No wife is perfect and no wife will ever be. Don’t seek for perfection in a woman because you will never get it.
They are difficult to understand but just flow with them and you will understand their world.
As a man who touts himself as a husband, you have a responsibility towards the woman you say you love.
A woman you left all the other women to marry.
A woman you proudly refer to as my wife, my “Mrs”.
Once you took the bold decision to marry her, your wide-eye decided to marry someone else’s “problem” (not in the negative sense though).
You decided to act blind to all her shortfalls because in your heart, you saw nothing wrong with her.
Even if she was having some shortfalls, your heart told you; “boss, don’t worry, she go change”.
You therefore accepted her flaws and went ahead to marry her.
That was the first stage and the easy part. But the real test was when the honey moon euphoria tear your eye top for you to see the real her.
You are stuck with her!
Don’t forget you are also a baggage, but yours will be a topic for another day.

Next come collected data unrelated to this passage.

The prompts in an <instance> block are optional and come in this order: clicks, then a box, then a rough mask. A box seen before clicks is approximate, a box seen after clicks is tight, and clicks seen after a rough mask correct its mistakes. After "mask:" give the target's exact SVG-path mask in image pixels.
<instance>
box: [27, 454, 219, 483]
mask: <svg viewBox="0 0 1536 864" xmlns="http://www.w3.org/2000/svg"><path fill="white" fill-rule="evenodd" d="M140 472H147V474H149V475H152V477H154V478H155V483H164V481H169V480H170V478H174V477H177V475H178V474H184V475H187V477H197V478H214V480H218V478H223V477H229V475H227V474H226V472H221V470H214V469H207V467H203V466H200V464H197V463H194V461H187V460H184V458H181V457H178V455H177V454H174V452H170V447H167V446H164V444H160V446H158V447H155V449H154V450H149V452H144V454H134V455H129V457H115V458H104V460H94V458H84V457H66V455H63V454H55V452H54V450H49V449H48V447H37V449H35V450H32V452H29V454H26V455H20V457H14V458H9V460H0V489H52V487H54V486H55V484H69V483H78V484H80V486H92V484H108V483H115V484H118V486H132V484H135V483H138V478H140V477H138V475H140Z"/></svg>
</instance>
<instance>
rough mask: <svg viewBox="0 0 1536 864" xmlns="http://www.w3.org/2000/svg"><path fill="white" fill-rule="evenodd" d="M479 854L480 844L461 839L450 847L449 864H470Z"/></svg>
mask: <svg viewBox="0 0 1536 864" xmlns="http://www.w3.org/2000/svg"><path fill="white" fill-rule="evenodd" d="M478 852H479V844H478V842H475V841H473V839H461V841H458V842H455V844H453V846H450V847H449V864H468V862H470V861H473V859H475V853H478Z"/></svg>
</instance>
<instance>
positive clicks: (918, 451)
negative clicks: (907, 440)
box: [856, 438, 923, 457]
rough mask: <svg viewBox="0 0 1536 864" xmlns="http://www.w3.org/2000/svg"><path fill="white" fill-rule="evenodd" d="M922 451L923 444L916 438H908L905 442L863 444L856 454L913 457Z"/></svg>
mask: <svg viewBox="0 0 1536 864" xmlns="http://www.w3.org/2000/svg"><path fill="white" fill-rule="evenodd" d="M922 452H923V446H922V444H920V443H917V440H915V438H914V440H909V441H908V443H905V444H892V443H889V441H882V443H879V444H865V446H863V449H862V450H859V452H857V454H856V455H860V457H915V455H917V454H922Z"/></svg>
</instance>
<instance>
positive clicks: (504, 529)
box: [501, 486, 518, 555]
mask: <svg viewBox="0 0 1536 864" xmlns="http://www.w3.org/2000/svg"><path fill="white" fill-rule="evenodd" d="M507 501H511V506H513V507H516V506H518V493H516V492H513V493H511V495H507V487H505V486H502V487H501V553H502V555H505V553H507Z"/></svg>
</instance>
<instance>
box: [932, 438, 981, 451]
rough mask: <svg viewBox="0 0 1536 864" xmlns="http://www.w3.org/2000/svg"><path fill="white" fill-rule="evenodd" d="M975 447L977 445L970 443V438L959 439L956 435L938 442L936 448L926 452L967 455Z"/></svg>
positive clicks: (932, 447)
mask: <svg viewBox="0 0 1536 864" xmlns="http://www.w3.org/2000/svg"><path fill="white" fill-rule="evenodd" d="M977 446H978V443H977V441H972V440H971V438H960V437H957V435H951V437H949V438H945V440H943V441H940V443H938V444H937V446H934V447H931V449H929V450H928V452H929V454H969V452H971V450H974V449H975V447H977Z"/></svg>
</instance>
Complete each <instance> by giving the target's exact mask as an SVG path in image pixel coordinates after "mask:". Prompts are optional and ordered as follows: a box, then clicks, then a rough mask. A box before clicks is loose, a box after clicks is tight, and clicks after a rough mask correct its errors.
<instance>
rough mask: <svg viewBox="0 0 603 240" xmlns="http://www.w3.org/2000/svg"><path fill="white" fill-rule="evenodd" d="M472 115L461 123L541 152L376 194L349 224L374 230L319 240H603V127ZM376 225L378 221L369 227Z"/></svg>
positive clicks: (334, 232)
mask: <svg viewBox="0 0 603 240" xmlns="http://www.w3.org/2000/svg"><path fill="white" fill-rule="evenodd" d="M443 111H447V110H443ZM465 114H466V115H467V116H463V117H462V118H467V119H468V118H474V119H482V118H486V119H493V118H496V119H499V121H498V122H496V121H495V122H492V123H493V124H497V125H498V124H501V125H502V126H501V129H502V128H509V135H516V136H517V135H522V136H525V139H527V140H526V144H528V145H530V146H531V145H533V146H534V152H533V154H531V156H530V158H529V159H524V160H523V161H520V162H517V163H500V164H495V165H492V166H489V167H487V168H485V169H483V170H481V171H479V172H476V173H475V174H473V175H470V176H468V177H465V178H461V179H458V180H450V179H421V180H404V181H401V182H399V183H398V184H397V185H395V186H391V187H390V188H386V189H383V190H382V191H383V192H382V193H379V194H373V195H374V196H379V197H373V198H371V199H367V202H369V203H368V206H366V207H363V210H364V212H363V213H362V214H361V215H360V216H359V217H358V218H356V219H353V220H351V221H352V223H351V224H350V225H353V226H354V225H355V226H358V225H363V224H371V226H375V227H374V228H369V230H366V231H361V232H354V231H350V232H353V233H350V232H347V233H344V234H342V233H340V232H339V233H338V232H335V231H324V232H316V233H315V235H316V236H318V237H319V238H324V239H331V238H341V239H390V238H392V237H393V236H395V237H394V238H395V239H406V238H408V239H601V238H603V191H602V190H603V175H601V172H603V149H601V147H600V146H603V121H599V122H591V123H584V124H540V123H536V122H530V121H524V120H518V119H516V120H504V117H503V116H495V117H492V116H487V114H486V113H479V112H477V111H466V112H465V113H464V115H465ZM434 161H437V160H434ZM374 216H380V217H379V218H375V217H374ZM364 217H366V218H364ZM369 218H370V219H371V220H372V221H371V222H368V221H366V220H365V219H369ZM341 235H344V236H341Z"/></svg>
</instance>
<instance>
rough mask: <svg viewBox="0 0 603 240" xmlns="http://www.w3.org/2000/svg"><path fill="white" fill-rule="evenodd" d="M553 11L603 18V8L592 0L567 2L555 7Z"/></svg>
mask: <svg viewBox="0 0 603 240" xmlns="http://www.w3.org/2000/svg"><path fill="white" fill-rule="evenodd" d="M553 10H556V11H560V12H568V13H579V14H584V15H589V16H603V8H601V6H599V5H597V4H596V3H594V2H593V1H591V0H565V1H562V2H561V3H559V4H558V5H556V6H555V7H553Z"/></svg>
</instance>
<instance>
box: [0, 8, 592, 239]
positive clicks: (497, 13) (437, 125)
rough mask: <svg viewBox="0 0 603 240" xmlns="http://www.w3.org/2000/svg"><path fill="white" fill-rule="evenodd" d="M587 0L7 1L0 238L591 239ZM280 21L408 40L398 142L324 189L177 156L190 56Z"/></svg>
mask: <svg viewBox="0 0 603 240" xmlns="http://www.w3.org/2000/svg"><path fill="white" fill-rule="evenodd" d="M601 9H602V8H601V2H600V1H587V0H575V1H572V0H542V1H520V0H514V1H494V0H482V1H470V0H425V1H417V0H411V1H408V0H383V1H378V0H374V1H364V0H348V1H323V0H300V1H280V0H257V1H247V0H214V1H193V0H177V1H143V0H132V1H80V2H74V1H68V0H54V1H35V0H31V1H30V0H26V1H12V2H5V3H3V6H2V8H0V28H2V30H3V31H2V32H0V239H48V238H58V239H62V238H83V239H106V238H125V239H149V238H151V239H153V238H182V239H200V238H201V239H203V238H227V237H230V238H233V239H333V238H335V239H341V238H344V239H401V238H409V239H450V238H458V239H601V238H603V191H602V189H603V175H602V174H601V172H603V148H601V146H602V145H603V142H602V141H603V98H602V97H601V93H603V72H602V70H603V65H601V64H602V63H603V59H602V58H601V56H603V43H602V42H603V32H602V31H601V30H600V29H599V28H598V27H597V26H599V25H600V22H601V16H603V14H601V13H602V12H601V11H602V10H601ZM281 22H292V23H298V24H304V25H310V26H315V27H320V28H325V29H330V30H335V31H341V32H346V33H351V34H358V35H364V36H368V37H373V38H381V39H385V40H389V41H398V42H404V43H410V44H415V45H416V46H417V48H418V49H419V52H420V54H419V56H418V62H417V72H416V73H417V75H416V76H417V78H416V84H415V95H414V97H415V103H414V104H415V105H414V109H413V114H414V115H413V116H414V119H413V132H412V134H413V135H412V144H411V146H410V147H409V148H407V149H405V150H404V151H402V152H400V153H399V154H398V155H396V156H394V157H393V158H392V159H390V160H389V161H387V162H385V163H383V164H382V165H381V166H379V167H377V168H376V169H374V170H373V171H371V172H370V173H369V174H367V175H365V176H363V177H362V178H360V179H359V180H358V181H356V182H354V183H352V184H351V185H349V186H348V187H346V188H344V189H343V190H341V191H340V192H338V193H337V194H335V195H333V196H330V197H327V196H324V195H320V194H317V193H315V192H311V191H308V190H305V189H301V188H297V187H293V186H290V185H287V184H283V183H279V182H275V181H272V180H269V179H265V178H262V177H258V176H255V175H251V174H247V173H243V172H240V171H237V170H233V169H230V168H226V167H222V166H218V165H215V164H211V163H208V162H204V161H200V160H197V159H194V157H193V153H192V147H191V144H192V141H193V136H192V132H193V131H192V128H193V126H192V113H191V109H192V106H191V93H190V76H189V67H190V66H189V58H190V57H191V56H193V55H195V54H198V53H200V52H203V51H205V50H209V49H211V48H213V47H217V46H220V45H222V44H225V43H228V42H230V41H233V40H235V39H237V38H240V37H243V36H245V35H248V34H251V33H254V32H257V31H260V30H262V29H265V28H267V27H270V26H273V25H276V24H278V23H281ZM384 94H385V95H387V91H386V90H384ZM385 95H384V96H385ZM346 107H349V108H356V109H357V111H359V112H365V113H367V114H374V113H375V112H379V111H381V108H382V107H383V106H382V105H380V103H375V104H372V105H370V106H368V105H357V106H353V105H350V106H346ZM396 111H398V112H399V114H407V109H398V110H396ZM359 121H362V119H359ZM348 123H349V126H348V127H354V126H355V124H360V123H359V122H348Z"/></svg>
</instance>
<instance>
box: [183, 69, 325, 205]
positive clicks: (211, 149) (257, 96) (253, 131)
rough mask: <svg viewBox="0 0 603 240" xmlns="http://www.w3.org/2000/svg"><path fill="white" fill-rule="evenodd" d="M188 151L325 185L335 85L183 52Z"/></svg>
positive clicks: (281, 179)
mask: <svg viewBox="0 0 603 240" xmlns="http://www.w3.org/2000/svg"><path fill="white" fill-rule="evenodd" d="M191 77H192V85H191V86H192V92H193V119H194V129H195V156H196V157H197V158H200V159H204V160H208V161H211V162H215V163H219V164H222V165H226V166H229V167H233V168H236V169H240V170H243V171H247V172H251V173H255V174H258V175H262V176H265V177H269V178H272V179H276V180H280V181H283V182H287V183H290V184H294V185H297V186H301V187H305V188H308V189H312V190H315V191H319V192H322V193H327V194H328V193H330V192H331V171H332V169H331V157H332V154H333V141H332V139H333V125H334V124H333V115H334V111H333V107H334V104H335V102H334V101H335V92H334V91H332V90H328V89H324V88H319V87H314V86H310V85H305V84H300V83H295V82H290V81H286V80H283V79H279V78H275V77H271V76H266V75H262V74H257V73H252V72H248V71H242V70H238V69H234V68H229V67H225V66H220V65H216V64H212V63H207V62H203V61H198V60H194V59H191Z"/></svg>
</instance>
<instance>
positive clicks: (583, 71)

So what do you do?… Do you nag; Do you squeal; Do you complain; Do you run to her parents to complain; What do you do?
Don’t forget that before you married her, you saw something extraordinary in her which you didn’t see in the other ladies.
So what do you do, I ask again?
This is the point where you show that indeed you are a man; not a chauvinist.
This is the point where you show your matured side.
Some of the women we marry today are already broken due to many factors, but know this… It is not your business to fix them; It is your duty as the man in her life to help her fix her.
You are a sort of a guardian angel in her life, but don’t take it upon yourself to correct the damage; You can’t do those corrections because you don’t have that capacity.
You are not God!
But you can motivate and encourage her to work on herself.
Help her to correct the damage.
Encourage her to gain her self confidence, but don’t pressurize her to do so. Just be gentle with her.
Many of us men want to become over night sculptures; so that like a piece of clay, we can mould them into our ideal woman.
When you saw her, she had her own personality but you said to yourself that you didn’t mind at all.
Yes! She is also human and would definitely have some rough edges.
But it takes love, care, affection, time, and dedication to help her smothen all the rough edges so that she can find herself.
You must gently lead her to take the right steps and guide her ways with love and soft spoken words.
Women love to be pampered… So show her some pampering. Shake off that macho pride and do it for her la!
My marriage has not been a ferry tale kind of story; neither has it always been a perfect one.
I have also had my share of the ups and downs, but I told myself from the very beginning that regardless of whatever the situation or circumstances, I will make it work and it is working.
I haven’t gotten there yet, but I know I will get there some day.
My role models have been my parents; My dad was not a perfect man, but he was a good husband to my mother.
Their marriage also inspired me to learn how to become a good husband.
Don’t get it wrong; I have my flaws but gradually, I’m striving hard to better myself in that department.
When I met my wife, she was somewhat broken. Her confidence was low, and she was made to believe that she couldn’t succeed in life.
She was very suspicious about things around her and she found it difficult to trust anyone. Why?
It was all because she was brought up in a broken home. Her parents unlike mine, were divorced.
She made me aware of her background, but I still decided to take the plunge without looking back.
I had to read books on psychology and human behaviour to add up to the psychology I read in school to help her find herself and also, to regain back her confidence.
I had to turn myself into a counsellor. The long calls of confidence to boost her morals was very daunting, but I never gave up on us.
I was willing to go the long haul because I had made a commitment to myself to help her succeed and in helping her, I never knew I was also helping myself to change for the better.
One thing which helped me very much was that I was a man of principles, but I had a very bad temper as well.
What did my wife possess?
She also had a very short fuse.
I realised that in order to make things work, I would have to become the water in bucket to quench the fire whenever that short fuse lit up.
I therefore had to learn how to losen that fiery temper of mine in order to be of help to her.
But I had a gift. A gift to love.
But regardless of my bad temper, I believed in positivity, and this positivity is what has brought us this far.